Mainers use the word “ugly” to describe a type of personality or behavior--angry, mean, grouchy, ill-behaved. We all four were ugly last week.


It was the first week of school. The first week of Kindergarten at a new school for the twins. It was probably a hard transition from summertime’s easy living to learning new rules, meeting new people, holding it all in and behaving for six hours. Every day I failed. It was also 90 degrees and 85 percent humidity every day, with high ozone and particulate matter in the air. Too much for even heat-loving me. Weather that can make anyone ugly.


I tried to be understanding. Every day I vowed to be more calm, patient, loving. Every day I failed.


I tried to build extra moments of connection into our days--reading books in the afternoon, letting them squeeze lemons beside me as I made dinner, coming home early with ice cream sandwiches and filling the pool, lying in bed with them after lights out.

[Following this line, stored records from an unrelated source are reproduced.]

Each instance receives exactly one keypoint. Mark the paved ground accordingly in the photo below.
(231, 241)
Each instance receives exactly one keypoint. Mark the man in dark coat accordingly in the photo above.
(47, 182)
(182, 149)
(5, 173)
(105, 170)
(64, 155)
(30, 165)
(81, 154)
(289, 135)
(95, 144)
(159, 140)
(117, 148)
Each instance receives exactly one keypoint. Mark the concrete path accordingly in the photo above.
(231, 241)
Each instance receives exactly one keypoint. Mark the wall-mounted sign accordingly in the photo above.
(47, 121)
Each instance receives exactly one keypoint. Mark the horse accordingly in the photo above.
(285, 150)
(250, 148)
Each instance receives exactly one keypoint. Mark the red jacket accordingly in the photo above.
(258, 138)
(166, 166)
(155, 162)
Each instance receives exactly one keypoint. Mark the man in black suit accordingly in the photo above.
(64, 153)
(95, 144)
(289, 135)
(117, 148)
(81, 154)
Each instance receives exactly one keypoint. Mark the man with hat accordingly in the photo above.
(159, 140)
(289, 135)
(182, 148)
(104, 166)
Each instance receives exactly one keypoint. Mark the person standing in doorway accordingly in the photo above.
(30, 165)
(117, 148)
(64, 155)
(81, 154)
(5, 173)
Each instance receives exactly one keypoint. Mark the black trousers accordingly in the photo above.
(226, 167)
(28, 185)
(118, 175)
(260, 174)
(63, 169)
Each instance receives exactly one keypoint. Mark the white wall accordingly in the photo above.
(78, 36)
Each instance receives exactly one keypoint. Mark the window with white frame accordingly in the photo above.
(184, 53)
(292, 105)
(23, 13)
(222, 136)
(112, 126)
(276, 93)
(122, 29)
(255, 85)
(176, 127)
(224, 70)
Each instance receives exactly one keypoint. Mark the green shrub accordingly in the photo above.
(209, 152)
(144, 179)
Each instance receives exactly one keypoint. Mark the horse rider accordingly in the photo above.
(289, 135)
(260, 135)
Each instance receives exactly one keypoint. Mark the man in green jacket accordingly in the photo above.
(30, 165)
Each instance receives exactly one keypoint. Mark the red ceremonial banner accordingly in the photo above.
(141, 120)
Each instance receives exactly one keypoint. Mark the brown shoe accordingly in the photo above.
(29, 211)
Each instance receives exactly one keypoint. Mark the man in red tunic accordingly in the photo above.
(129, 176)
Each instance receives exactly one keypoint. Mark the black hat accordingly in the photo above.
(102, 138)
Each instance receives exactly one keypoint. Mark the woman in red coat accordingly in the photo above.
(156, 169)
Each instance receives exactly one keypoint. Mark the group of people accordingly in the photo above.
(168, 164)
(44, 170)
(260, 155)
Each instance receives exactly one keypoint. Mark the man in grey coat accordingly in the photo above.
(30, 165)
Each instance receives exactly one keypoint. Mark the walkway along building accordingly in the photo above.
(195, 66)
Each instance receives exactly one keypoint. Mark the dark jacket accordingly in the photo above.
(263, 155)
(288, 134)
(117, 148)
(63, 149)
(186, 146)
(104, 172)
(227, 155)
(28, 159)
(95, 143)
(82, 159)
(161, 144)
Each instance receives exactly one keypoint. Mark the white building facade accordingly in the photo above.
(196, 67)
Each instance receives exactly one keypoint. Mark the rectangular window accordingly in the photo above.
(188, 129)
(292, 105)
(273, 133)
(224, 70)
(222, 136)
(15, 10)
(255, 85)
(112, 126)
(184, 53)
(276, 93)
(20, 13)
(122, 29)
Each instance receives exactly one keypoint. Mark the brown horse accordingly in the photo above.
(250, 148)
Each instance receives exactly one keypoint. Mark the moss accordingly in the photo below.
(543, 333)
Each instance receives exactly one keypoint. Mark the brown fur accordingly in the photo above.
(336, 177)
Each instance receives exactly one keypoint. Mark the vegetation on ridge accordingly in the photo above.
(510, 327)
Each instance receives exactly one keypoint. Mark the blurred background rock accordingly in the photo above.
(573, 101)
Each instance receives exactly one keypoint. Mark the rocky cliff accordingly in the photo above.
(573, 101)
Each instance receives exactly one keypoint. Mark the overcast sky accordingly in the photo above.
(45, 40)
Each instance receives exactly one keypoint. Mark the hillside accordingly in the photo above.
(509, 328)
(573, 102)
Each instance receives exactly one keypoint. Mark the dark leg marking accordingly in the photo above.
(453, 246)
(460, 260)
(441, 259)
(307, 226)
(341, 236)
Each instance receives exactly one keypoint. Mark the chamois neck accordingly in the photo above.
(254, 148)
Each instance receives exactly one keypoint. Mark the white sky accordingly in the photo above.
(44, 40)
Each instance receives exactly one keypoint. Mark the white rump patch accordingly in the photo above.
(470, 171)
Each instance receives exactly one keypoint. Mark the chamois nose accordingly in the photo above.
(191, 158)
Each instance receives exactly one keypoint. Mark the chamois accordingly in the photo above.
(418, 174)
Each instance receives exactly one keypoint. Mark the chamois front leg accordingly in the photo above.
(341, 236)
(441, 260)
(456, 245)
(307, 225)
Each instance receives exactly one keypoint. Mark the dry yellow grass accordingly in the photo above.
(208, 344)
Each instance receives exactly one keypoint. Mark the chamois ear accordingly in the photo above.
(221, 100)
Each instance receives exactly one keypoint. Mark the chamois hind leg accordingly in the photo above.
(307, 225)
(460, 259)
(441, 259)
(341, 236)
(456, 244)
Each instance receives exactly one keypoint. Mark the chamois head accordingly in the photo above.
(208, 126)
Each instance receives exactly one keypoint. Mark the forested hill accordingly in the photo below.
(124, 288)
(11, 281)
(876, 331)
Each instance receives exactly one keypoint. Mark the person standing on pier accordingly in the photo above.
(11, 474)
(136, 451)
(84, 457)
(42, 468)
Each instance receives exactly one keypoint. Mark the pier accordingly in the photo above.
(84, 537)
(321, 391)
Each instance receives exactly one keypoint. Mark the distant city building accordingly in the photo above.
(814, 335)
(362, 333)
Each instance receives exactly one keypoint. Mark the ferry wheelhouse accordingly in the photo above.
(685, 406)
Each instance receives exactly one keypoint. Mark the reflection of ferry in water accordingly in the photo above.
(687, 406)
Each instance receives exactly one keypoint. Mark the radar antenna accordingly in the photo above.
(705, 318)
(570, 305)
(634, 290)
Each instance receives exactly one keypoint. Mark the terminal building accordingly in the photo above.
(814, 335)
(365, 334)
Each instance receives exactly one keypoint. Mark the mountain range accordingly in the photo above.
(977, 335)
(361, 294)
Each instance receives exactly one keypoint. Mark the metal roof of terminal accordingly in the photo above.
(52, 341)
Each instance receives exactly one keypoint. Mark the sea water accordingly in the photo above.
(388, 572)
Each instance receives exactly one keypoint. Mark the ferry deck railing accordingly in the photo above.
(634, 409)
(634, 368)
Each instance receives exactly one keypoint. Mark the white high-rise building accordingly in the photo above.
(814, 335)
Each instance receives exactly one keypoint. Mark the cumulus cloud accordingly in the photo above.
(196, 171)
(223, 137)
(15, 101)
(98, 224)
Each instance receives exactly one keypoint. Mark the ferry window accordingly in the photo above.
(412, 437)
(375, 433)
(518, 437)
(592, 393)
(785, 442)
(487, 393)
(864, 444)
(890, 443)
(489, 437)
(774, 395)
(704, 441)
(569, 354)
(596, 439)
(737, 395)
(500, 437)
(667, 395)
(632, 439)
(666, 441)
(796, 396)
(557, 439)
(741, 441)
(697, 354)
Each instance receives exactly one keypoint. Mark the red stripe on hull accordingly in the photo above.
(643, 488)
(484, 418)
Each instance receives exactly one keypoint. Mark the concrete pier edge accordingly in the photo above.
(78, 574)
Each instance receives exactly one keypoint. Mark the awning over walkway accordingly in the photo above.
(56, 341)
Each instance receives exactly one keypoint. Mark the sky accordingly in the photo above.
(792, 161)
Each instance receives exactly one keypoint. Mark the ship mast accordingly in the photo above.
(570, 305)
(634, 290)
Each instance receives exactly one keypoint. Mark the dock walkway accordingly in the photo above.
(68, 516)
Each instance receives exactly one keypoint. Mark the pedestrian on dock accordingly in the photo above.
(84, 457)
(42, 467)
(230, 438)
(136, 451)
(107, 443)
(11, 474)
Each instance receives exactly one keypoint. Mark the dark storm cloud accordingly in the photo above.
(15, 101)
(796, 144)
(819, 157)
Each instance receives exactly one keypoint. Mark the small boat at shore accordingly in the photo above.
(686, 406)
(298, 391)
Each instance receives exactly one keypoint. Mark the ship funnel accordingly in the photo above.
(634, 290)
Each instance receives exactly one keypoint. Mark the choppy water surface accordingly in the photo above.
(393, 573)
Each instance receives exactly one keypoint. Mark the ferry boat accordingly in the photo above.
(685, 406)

And still they were ugly at dinnertime and bedtime and wake-up time and pick-up time. And I was even uglier because I resented that I had made those extra efforts and there appeared to be no benefit. I did not want to be around them. I wanted to run away to a villa in Tuscany. I could hear my own voice in their angry interactions with each other and it made me sick to my stomach.


Friday was the worst--they had the day off of school and I had it off work. We were going to go up to our friends’ camp on the lake, but decided to put it off one day because of Hurricane Earl’s expected arrival, which was a huge mistake. It was still hot, a perfect day to be at the lake. Having other people around to pay them attention and being outside on the water would have calmed everyone’s ugliness I’m sure.


Finally, I shut myself in my room just to avoid any more confrontations. I did some sewing, some lying on the bed blankly, some cleaning. I could hear them downstairs making messes. I could hear them outside, with M as the director of activities. When C came home, he took them all out to dinner and left me home alone.


I reread the short story, “Boys” by Rick Moody. It reminded me that boys are dirty, smelly, ill-mannered creatures, not the angelically behaved cherubs that appear to exist all over blog-land. The reality is much less pleasant, I reminded myself, but a lot more interesting. I would prefer interesting children to pleasant ones, right?


I had just written a short piece about nature journaling as a form of meditation, so I took myself outside to contemplate the sunflowers and the stunted giant pumpkins, colored pencils in hand. I lay on the couch mindlessly. I ate cold onion rings and half a pint of Ben & Jerry’s after C got home (emotional eating always helps). I told myself I just needed some restorative time to myself, but really, I just did not want to be around my own children.


I hope our weekend at the lake helped and we’ll all feel restored this week (though what I truly needed was a weekend in a sensory deprivation chamber!) and better able to cope with whatever comes along.